If you create a char pointer that points to the beginning of the long array, when you increment through the char "array", you'll get 8 bits at a time. Be aware, though, that the long won't be null-terminated (necessarily, it might be), so you need to keep track where the end of it is.
For example:
long list[MAX];
char *serial = list;
int chunk = sizeof(long);
int k;
for(k=0; k<(MAX*chunk); k++){
// do something with the "char"
}
long * longs;
// ...
int numChars = numLongs * sizeof(long);
char* longsAsChars = (char*) longs;
char* chars = malloc(numChars);
memcpy(chars, longsAsChars, numChars);
In C you can get the size of a long with
sizeof(long)
But if your stored long has to be transferable between multiple platforms you should serialize it always as 4 bytes. Larger numbers couldn't be read by the 4byte processor anyway.
You are likely solving the wrong problem. You should serialize to a fixed size int, using int32_t for instance. You probably want to use this fixed size type throughout your program, or you'll have problems when a 64-bit program can't save to the smaller size (or use int64_t).
If know you'll never have to load 64-bit saves on a 32-bit platform, then don't bother. Just write out sizeof(long) bytes to the file, and read back sizeof(long) bytes. But put a flag early in your data that indicates the source platform to avoid mistakes.
You don't have to serialize as chars - you can fwrite as longs (to a file). To serialise to a char array invest a byte at the beginning to indicate the size of int and the byte order - you will need this later.
i.e.
char *p = &long_array[0];
To access the long array as char simply cast it - and multiple the length of the array by sizeof(long) to get the size in chars.

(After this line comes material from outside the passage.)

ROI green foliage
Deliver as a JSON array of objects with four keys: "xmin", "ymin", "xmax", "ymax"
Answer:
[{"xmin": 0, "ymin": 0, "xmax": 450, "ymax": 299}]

A simple example illustrates this:
#include <stdio.h>
main()
{
int aaa[10];
int i;
char *p;
for(i=0;i<sizeof(aaa)/sizeof(aaa[0]);i++)
{
aaa[i] = i;
printf ("setting aaa[%d] = %8x\n",i,aaa[i]);
}
aaa[9] = 0xaabbccdd;
printf ("sizeof aaa (bytes) :%d\n",sizeof(aaa));
printf ("each element of aaa bytes :%d\n",sizeof(aaa[0]));
p = (char*) aaa;
for(i=0;i<sizeof(aaa);i++)
printf ("%d: %8x\n",i,(unsigned char)p[i]);
}
This is portable, but nowhere near as inefficient as using printf/scanf
void longtochar(char *buffer, unsigned long number) {
int i;
for (i=0; i<sizeof(long); i++) {
buffer[i] = number & 0xFF; // place bottom 8 bits in char
number = number >> 8; // shift down remaining bits
}
return; // the long is now stored in the first few (2,4,or 8) bytes of buffer
}
And to unpack it again (assuming long is the same size)
long chartolong(char *buffer) {
long number = 0;
int i;
for (i=sizeof(long)-1; i>=0; i--) {
number = number << 8; // left shift bits in long already
number += buffer[i]; // add in bottom 8 bits
}
return number;
}
Do note the BIG assumption that long is the same length on both systems. Safe thing to do is #include <stdint.h> and use the types it provides (uint32_t or uint16_t).
Also, my code has it as an unsigned long. I don't have access to a C compiler right now, so I can't confirm if it would or not would not work with signed integers. If memory serves me, the behavior of it might be undefined (though it might not matter, how I handle it).